HAMSHETTI (SUKMA), December 29, 2012

Suvojit Bagchi, The Hindu

Lakshman Sori (the name changed) doesn’t want curious visitors to his house, especially journalists. “My wife and I are trying to rebuild our lives, and your visit will ruin everything.”

Mr. Sori’s wife, a Muria Gond, is a rape survivor, but the Sori family, of Shamsetti village in Chhattisgarh’s Sukma district, is concerned more about mundane issues than justice. “We cannot afford justice any more, please do not ask us why,” he said.

This was not always the case. The women of Shamsetti, a nondescript village of about 130 families, did testify in court to how, in July 2006, four of them were beaten up and gang-raped, allegedly by special police officers (SPOs) at the peak of the state-sponsored anti-Maoist campaign.

Today, the SPOs and Salwa Judum — the State-supported militia that waged war against the Maoists — are officially non-existent. But its members still hold power and influence and have the connections to work the system. Five of the 12 accused in the Shamsetti case have government jobs and at least two of the SPO accused are now police constables. While in urban India the delays inherent in the legal process often hold up rape cases, in Sukma and elsewhere in the tribal belt of central India, conviction is virtually non-existent.
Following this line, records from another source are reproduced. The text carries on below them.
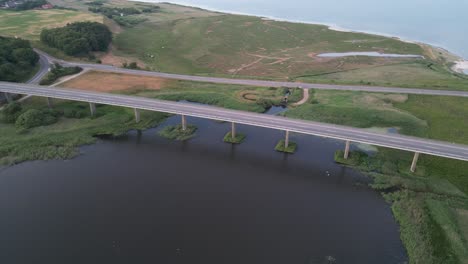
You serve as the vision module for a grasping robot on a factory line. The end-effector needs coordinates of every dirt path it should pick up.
[293,89,309,106]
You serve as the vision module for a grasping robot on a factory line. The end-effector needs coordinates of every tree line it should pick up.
[0,37,39,82]
[41,22,112,56]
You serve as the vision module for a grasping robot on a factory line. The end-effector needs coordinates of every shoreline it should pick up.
[131,0,468,64]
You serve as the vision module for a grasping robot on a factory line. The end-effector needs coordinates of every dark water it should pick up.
[0,106,406,264]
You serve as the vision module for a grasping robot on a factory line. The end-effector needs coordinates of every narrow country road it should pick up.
[0,82,468,161]
[35,49,468,97]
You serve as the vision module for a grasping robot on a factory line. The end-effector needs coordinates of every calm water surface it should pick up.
[0,108,406,264]
[145,0,468,59]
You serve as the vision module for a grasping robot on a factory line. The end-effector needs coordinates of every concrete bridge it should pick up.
[0,82,468,172]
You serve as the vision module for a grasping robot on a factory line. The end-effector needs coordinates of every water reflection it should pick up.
[0,106,406,264]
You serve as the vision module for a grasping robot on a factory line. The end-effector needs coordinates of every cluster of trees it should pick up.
[15,0,48,10]
[41,22,112,56]
[0,37,39,82]
[40,63,83,85]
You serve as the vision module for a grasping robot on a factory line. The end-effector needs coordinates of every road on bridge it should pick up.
[36,49,468,97]
[0,82,468,161]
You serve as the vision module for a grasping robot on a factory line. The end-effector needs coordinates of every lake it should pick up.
[145,0,468,59]
[0,108,407,264]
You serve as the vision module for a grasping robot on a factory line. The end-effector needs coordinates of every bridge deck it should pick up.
[0,82,468,161]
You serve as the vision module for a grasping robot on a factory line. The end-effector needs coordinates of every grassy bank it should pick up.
[285,91,468,264]
[61,72,303,112]
[0,98,166,165]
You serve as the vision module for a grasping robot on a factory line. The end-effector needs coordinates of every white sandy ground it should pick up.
[452,60,468,74]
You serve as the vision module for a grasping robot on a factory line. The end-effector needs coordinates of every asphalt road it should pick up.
[27,54,50,84]
[0,82,468,161]
[36,50,468,97]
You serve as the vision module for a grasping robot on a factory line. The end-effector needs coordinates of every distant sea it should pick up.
[133,0,468,59]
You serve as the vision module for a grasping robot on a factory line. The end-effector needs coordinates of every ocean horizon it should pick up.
[131,0,468,59]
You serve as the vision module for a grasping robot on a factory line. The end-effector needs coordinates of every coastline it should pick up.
[131,0,468,65]
[452,60,468,75]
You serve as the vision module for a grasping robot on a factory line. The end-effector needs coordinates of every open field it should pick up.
[22,0,468,90]
[114,14,424,79]
[295,62,468,90]
[0,9,103,40]
[300,91,468,264]
[61,71,303,112]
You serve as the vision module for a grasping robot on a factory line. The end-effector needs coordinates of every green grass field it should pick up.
[298,91,468,264]
[115,78,302,113]
[108,9,468,90]
[0,9,103,40]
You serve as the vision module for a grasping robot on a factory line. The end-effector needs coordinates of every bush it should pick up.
[2,102,22,123]
[15,109,58,130]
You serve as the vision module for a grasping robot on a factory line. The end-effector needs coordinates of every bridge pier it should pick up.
[181,115,187,131]
[3,93,13,103]
[46,97,52,108]
[135,108,141,123]
[284,130,289,149]
[344,140,351,159]
[411,152,419,172]
[89,103,96,116]
[231,122,236,139]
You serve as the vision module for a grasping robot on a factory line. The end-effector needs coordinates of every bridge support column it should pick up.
[284,130,289,149]
[46,97,52,108]
[3,93,13,103]
[89,103,96,116]
[231,122,236,139]
[182,115,187,131]
[344,140,351,159]
[411,152,419,172]
[135,108,141,123]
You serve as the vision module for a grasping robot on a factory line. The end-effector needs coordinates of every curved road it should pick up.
[26,52,50,84]
[36,49,468,97]
[0,82,468,161]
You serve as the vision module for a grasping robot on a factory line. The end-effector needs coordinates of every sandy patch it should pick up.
[60,71,167,92]
[452,61,468,74]
[293,89,309,106]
Soon after the rape though, the Shamsetti women bravely came forward. One survivor testified that while she was working at her place, a team of police and SPOs arrived in her house. “They forced me to a nearby field and took their turns to rape me, while my parents were beaten and locked in a room,” her statement says. The SPOs allegedly raped the women in the village itself. Yet another testimonial records, “A group of 200 police men and SPOs raided our village. Someone caught me from behind while I was chaffing the paddy at my house. Three men raped me in my house.”
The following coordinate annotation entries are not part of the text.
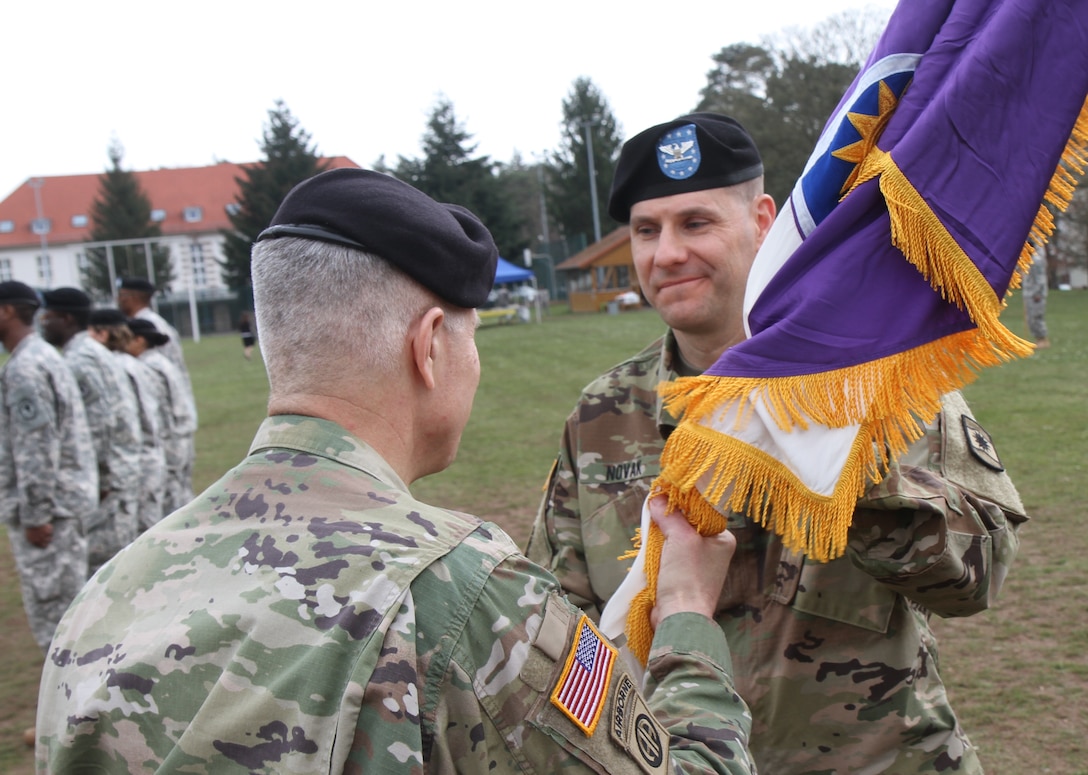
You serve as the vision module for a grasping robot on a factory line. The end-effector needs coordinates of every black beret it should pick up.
[87,307,128,325]
[0,280,41,308]
[257,169,498,308]
[118,278,154,294]
[608,113,763,223]
[41,288,94,312]
[125,318,170,347]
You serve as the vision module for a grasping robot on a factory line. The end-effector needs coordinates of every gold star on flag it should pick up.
[831,81,899,195]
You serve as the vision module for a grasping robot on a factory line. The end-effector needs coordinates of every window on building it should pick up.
[189,243,208,288]
[37,254,53,286]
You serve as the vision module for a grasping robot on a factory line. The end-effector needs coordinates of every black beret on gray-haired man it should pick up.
[38,170,747,773]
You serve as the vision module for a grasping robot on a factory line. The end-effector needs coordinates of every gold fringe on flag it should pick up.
[627,96,1088,664]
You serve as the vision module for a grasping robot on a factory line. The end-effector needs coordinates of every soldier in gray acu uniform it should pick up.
[40,287,141,574]
[37,169,752,775]
[0,281,98,651]
[527,113,1027,775]
[87,309,169,532]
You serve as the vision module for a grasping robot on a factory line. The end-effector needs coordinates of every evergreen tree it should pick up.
[221,100,327,293]
[396,97,527,256]
[79,138,174,296]
[695,10,887,207]
[545,76,622,243]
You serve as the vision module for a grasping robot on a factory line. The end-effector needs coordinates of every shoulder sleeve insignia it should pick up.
[960,415,1005,471]
[552,614,616,737]
[610,674,669,775]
The testimonies run into dozens of pages and discuss how the police refused to accept complaints and the women were threatened with “severe consequences” if they registered complaints. Sudha Bharadwaj, lawyer for the complainants, says it was an “uphill task for the women and their witnesses to get their statements recorded, given the repeated adjournments” in the Konta court, about 25 km from Shamsetti. “But the brave women still appeared while the culprits were hovering around the small court room.”